Ces formules complètes, avec une couverture santé au 1er euro, garantissent une prise en charge à 100% des frais en cas d’hospitalisation, quel que soit l’établissement de soin (public ou privé), contrairement à une couverture de base locale ou via la CEAM.
Les assurances voyage couvrent également certains frais de médecine tels que les consultations de médecin, la pharmacie, et les analyses et autres examens. De plus, l’assistance rapatriement est systématiquement incluse, et souvent assortie d’options telles que la responsabilité civile et locative, la perte de bagage, l’interruption d’études, etc. Enfin, une assurance étudiante vous permet d’être couvert lors de vos déplacements, y compris lors de vos retours en France (selon les formules).
Malgré leurs nombreux avantages, les assurances temporaires présentent toutefois quelques limites. La couverture santé est le plus souvent acquise dans le cadre d’une urgence médicale uniquement, avec exclusion des antécédents médicaux et des soins de confort. Il est important de vous renseigner attentivement sur les termes de votre contrat avant de souscrire (source : International Santé).
Changement de pays de résidence et démarches à faire
Si vos études vous amènent à résider plus de 6 mois à l’année dans un autre pays de l’UE que la France, ou si vous travaillez dans le cadre de votre cursus à l’étranger, il faut de demander le formulaire S1 à votre caisse d’assurance maladie avant votre départ.
Ce formulaire permettra de faciliter l’ouverture de vos droits directement auprès de la sécurité sociale locale, vous permettant ainsi de bénéficier de la prise en charge des frais de santé aux conditions de l’assurance maladie sur place (dans le secteur public). Ces règles d’affiliation en matière de santé sont régies par des conventions européennes, comme l’explique le CLEISS.
Si vous travaillez sur place, votre employeur prend généralement en charge les démarches auprès de l’assurance maladie et peut éventuellement vous proposer une assurance privée en complément.

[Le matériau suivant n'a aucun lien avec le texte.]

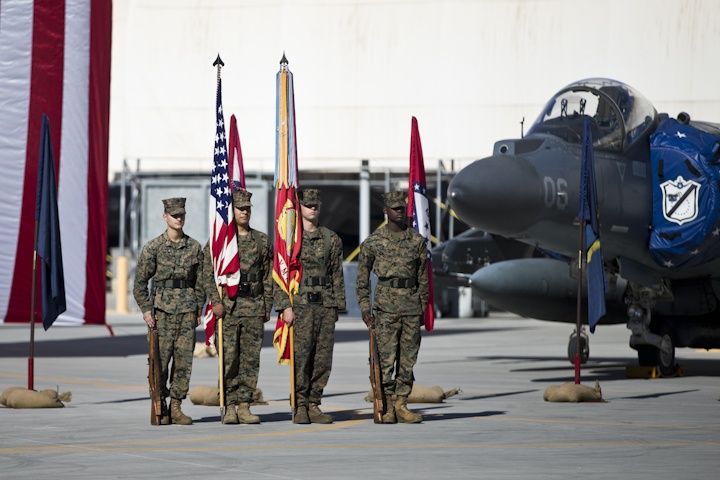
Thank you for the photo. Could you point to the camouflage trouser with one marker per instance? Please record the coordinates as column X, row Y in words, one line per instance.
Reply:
column 242, row 341
column 176, row 336
column 398, row 339
column 314, row 342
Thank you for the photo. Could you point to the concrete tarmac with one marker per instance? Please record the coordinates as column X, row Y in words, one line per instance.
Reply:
column 498, row 427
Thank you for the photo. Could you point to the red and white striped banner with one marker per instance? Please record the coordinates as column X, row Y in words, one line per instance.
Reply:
column 55, row 59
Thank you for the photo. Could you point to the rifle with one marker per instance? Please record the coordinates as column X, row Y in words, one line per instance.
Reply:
column 376, row 376
column 154, row 375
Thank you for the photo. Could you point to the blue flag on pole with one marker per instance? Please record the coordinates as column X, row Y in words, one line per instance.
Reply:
column 589, row 212
column 48, row 236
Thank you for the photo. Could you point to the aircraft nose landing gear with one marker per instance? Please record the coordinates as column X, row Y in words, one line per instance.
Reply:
column 584, row 346
column 654, row 349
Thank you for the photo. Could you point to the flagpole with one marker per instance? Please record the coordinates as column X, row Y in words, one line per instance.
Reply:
column 291, row 339
column 578, row 321
column 218, row 325
column 31, row 358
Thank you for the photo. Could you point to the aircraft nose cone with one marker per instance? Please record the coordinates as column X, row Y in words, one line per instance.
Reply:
column 499, row 194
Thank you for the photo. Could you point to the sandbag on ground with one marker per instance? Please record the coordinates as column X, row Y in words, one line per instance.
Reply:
column 210, row 396
column 571, row 392
column 423, row 394
column 204, row 351
column 20, row 397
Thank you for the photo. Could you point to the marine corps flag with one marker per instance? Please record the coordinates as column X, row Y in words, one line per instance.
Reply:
column 588, row 215
column 235, row 167
column 288, row 227
column 419, row 210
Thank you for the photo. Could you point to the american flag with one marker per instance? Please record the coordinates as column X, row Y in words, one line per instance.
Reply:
column 223, row 239
column 55, row 59
column 419, row 209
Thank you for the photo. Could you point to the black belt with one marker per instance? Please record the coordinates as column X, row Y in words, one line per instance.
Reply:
column 317, row 281
column 397, row 282
column 173, row 284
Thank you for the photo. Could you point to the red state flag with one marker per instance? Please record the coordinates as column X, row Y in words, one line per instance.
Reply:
column 419, row 210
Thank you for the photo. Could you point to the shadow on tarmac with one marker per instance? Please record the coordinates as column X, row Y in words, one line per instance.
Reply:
column 127, row 345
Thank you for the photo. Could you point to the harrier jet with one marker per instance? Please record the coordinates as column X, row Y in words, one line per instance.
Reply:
column 657, row 181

A noter, il est rare que les systèmes de santé européens prévoient la prise en charge des soins de santé reçus dans le secteur privé.

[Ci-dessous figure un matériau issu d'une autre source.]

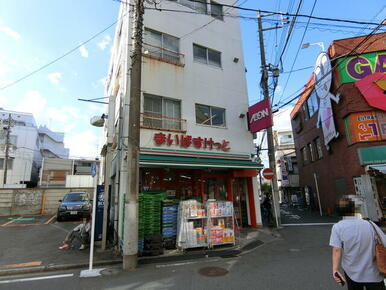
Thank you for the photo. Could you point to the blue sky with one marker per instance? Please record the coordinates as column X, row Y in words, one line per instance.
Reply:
column 35, row 32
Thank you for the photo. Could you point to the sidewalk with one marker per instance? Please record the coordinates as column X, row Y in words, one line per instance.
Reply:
column 295, row 216
column 27, row 249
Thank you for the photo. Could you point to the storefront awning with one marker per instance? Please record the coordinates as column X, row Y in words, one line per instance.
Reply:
column 152, row 160
column 379, row 167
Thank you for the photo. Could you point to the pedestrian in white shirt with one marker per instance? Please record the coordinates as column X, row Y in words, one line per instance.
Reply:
column 353, row 247
column 80, row 232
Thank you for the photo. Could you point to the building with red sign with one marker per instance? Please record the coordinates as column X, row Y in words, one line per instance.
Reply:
column 339, row 126
column 194, row 139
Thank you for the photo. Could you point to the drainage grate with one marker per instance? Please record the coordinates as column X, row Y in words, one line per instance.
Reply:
column 213, row 271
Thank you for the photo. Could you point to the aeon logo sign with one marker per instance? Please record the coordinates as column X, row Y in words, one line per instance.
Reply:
column 260, row 116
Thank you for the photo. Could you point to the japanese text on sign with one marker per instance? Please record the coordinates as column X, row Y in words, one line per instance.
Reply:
column 186, row 141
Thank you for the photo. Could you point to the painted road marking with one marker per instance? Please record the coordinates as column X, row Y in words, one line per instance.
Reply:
column 28, row 264
column 308, row 224
column 11, row 221
column 22, row 219
column 36, row 278
column 50, row 220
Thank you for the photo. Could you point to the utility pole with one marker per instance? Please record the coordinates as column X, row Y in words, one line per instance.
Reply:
column 130, row 231
column 271, row 146
column 7, row 150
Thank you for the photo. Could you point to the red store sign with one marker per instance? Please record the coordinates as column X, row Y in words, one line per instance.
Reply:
column 260, row 116
column 185, row 141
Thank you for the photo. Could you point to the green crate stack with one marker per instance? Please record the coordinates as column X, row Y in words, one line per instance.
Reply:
column 149, row 215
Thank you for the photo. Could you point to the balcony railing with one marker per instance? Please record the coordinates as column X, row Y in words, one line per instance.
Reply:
column 163, row 54
column 159, row 122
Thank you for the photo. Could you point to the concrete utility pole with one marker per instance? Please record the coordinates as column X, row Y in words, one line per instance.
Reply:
column 130, row 231
column 271, row 146
column 7, row 150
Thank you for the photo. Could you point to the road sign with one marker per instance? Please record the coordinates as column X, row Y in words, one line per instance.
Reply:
column 267, row 173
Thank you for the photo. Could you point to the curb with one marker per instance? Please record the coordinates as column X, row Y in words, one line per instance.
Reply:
column 224, row 253
column 51, row 268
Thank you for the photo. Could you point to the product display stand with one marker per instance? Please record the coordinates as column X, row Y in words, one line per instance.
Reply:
column 220, row 223
column 192, row 225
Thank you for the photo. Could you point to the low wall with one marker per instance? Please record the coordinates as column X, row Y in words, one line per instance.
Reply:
column 34, row 200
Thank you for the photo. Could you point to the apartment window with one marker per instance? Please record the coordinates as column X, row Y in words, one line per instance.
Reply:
column 207, row 56
column 305, row 112
column 198, row 5
column 161, row 46
column 318, row 146
column 312, row 104
column 161, row 112
column 212, row 116
column 216, row 10
column 9, row 163
column 297, row 123
column 311, row 150
column 304, row 154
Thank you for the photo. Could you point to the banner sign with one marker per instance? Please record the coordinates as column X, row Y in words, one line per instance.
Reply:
column 323, row 77
column 355, row 68
column 260, row 116
column 366, row 127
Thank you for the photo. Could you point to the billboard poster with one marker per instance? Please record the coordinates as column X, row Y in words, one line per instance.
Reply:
column 260, row 116
column 366, row 127
column 354, row 68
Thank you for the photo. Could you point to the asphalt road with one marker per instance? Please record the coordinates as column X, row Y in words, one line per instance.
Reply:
column 299, row 259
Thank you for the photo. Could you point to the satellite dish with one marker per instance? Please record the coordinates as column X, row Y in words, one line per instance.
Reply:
column 97, row 121
column 323, row 75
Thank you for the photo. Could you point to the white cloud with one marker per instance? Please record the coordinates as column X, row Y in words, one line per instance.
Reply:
column 282, row 119
column 33, row 103
column 83, row 144
column 104, row 42
column 3, row 102
column 83, row 51
column 4, row 69
column 279, row 89
column 10, row 32
column 55, row 77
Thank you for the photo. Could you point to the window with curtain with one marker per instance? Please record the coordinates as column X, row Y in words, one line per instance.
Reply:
column 206, row 55
column 162, row 113
column 212, row 116
column 161, row 46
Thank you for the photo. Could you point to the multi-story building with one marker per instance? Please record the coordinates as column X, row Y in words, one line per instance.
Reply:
column 194, row 140
column 340, row 133
column 52, row 143
column 25, row 142
column 287, row 168
column 59, row 172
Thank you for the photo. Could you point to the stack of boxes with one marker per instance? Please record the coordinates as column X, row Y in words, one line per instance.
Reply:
column 149, row 227
column 169, row 223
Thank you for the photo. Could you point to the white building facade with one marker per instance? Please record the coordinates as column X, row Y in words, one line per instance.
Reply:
column 194, row 140
column 24, row 149
column 287, row 168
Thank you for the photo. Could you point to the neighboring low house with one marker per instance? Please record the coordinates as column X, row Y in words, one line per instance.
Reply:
column 286, row 167
column 57, row 172
column 27, row 145
column 51, row 143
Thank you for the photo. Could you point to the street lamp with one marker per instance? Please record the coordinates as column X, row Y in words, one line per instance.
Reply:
column 321, row 44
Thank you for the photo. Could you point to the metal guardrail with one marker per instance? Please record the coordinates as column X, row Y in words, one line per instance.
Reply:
column 163, row 54
column 159, row 122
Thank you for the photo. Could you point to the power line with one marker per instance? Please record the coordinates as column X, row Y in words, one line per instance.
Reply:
column 262, row 11
column 289, row 34
column 339, row 61
column 297, row 52
column 58, row 58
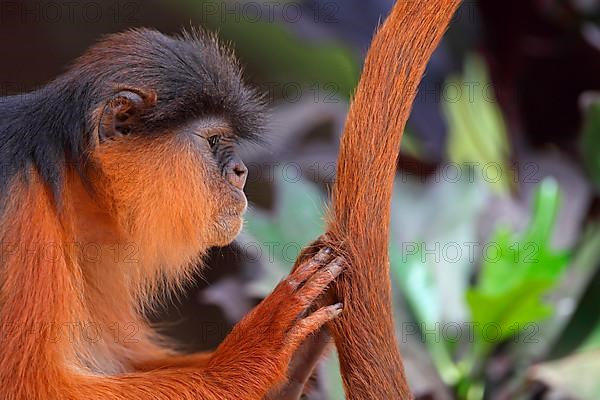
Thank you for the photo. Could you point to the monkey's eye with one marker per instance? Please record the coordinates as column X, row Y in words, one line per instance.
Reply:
column 213, row 141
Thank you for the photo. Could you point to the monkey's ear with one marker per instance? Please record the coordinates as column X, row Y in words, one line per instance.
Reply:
column 121, row 114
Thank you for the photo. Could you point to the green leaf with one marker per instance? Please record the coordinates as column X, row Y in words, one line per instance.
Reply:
column 498, row 317
column 590, row 141
column 477, row 131
column 432, row 280
column 517, row 258
column 280, row 237
column 508, row 297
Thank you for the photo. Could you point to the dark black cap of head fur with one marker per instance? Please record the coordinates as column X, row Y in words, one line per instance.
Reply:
column 192, row 76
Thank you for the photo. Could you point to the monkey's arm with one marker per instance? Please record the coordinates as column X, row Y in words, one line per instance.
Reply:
column 301, row 367
column 252, row 359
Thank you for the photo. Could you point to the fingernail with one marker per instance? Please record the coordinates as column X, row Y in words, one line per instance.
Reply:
column 335, row 269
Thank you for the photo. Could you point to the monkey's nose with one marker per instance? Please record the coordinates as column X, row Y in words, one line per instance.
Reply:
column 237, row 173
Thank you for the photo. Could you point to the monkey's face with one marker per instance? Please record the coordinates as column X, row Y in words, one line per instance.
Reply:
column 173, row 193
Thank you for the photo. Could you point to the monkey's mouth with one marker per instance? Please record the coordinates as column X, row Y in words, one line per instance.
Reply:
column 238, row 203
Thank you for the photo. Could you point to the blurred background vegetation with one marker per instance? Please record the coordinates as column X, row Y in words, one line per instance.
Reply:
column 495, row 252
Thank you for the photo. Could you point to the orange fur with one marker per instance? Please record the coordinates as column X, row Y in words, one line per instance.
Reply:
column 108, row 248
column 359, row 221
column 72, row 319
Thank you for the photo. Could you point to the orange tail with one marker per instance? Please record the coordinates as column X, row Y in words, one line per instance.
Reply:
column 359, row 222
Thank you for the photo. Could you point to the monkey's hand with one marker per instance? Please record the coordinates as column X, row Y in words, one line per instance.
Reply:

Pour compléter la prise en charge de base locale, vous avez plusieurs options :
- Souscrire une assurance voyage pour couvrir les urgences médicales, le rapatriement et la responsabilité civile, ainsi que certaines options d’annulation ou de prévoyance.
- Souscrire une assurance santé privée locale ou internationale pour une couverture complète dans le secteur privé.

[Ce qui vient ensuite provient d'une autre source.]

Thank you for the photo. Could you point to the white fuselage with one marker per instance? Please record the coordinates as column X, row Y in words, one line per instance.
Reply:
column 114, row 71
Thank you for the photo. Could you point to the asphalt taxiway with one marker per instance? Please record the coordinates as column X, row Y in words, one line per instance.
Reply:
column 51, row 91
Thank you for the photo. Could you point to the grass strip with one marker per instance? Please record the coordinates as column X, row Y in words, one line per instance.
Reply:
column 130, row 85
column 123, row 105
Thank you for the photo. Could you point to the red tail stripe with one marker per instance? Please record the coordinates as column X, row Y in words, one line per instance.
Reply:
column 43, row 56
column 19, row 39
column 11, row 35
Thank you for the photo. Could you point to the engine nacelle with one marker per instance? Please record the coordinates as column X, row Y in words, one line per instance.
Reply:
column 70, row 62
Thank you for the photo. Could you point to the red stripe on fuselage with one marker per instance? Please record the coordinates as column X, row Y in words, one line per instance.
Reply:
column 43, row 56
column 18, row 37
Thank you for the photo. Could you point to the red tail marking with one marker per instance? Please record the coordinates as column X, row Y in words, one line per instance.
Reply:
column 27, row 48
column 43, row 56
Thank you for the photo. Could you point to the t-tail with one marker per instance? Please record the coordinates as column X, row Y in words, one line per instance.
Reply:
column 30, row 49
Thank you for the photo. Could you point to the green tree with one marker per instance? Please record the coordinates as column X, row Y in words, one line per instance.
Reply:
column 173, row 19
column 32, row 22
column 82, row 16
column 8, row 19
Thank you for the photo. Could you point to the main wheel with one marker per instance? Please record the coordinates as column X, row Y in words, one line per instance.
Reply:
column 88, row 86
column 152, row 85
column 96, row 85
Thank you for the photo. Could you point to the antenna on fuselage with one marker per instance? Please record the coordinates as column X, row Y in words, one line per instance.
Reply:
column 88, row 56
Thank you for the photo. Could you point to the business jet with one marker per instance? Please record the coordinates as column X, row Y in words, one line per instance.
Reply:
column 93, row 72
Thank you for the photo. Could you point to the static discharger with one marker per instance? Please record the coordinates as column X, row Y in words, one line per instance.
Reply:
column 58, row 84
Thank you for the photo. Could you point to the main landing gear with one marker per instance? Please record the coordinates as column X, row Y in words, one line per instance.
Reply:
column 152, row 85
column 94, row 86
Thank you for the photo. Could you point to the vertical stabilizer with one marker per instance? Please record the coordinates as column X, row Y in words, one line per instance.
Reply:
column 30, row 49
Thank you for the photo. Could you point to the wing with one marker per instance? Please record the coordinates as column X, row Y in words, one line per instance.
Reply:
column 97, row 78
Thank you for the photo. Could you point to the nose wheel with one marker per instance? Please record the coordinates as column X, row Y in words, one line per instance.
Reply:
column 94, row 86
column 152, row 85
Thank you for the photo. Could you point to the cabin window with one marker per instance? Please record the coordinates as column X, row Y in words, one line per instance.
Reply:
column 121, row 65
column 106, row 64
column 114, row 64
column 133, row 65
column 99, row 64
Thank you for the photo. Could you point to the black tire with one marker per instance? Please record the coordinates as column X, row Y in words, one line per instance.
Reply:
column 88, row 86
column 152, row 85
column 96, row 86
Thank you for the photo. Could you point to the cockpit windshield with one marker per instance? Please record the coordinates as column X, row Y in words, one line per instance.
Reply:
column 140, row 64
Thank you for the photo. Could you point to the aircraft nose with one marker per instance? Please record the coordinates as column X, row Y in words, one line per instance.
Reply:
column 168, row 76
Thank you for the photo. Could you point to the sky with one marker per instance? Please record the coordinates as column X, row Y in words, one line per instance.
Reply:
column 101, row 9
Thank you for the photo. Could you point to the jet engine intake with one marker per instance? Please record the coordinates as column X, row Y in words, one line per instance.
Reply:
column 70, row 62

En conclusion, en tant qu’étudiant français en IT à l’étranger, vous avez plusieurs options pour assurer votre couverture santé en cas de maladie. Que ce soit à travers la CEAM pour un simple trimestre ou semestre, une assurance voyage pour une couverture plus complète et pratique, ou une même une assurance “expatrié pour une longue durée (+12 mois)”, il existe une solution adaptée à votre situation.